Computer program code for carrying out operations for aspects of the present disclosure may be written in any combination of one or more programming languages, including an object oriented programming language such as Java, Smalltalk, C + +, and conventional procedural programming languages, such as the "C" programming language or similar programming languages. The program code may execute entirely on the user's computer, partly on the user's computer, as a stand-alone software package, partly on the user's computer and partly on a remote computer or entirely on the remote computer or server. In the case of a remote computer, the remote computer may be connected to the user's computer through any type of network, including a local Area Network (AN) or a Wide Area Network (WAN), or the connection may be made to AN external computer (for example, through the internet using AN internet service provider).
The flowchart and block diagrams in the figures illustrate the architecture, functionality, and operation of possible implementations of systems, methods and computer program products according to various embodiments of the present disclosure.

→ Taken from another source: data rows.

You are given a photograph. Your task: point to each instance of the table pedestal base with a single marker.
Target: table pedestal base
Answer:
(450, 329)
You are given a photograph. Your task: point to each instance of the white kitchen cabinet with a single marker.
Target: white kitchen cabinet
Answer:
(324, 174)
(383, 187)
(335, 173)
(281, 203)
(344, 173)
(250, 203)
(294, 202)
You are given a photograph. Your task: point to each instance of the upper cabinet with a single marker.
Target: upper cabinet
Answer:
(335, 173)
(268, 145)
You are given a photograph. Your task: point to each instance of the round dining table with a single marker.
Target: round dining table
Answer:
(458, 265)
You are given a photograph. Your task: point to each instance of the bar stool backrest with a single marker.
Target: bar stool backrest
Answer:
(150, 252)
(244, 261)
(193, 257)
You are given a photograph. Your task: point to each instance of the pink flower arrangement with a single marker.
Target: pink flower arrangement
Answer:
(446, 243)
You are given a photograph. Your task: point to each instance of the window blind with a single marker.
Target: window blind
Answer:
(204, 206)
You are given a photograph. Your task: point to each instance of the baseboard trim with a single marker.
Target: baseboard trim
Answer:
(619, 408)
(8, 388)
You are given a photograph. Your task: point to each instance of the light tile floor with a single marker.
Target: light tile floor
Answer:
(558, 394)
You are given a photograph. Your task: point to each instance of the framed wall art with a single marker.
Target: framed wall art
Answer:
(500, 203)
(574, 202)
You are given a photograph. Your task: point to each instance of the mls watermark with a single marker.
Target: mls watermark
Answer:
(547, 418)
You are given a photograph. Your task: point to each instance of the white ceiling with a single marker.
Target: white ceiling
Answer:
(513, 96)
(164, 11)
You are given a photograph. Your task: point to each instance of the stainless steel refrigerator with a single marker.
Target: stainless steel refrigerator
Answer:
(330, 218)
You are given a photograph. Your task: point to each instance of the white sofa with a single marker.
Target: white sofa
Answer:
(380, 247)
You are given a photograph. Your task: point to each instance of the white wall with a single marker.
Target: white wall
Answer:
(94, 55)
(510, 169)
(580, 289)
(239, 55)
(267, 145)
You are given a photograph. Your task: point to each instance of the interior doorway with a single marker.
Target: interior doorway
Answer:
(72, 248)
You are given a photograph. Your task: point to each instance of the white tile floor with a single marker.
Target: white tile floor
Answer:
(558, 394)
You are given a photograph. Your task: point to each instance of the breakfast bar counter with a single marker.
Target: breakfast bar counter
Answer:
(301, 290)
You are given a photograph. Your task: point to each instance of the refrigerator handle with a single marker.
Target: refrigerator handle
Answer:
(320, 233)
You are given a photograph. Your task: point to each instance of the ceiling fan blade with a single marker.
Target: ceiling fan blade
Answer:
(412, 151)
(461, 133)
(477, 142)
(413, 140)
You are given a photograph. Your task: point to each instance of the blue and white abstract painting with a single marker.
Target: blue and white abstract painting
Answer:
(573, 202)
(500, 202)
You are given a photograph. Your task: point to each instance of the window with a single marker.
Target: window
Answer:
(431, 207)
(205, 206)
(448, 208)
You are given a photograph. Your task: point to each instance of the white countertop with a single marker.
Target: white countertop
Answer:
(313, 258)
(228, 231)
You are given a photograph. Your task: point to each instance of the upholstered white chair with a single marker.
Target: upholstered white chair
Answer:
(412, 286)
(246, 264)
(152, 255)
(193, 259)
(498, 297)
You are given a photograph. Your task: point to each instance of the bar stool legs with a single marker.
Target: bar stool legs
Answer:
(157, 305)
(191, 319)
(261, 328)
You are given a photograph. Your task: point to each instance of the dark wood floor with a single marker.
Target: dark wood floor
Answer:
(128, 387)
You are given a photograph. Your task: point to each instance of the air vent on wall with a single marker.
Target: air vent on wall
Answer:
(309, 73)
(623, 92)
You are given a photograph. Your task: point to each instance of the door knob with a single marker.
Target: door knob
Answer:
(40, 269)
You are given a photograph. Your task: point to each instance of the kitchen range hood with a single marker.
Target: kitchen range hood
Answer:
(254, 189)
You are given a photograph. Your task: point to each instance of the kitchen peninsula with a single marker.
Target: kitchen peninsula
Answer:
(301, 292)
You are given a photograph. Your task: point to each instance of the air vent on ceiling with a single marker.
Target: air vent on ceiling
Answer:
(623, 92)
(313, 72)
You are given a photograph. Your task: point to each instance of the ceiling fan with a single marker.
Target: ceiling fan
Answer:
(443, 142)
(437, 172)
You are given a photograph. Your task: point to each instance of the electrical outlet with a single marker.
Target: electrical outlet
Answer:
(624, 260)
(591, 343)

In this regard, each block in the flowchart or block diagrams may represent a module, segment, or portion of code, which comprises one or more executable instructions for implementing the specified logical function(s). It should also be noted that, in some alternative implementations, the functions noted in the block may occur out of the order noted in the figures. For example, two blocks shown in succession may, in fact, be executed substantially concurrently, or the blocks may sometimes be executed in the reverse order, depending upon the functionality involved. It will also be noted that each block of the block diagrams and/or flowchart illustration, and combinations of blocks in the block diagrams and/or flowchart illustration, can be implemented by special purpose hardware-based systems which perform the specified functions or acts, or combinations of special purpose hardware and computer instructions.
The units described in the embodiments of the present disclosure may be implemented by software or hardware. Where the name of an element does not in some cases constitute a limitation on the element itself.
The foregoing describes preferred embodiments of the present invention, and is intended to provide a clear and concise description of the spirit and scope of the invention, and not to limit the same, but to include all modifications, substitutions, and alterations falling within the spirit and scope of the invention as defined by the appended claims.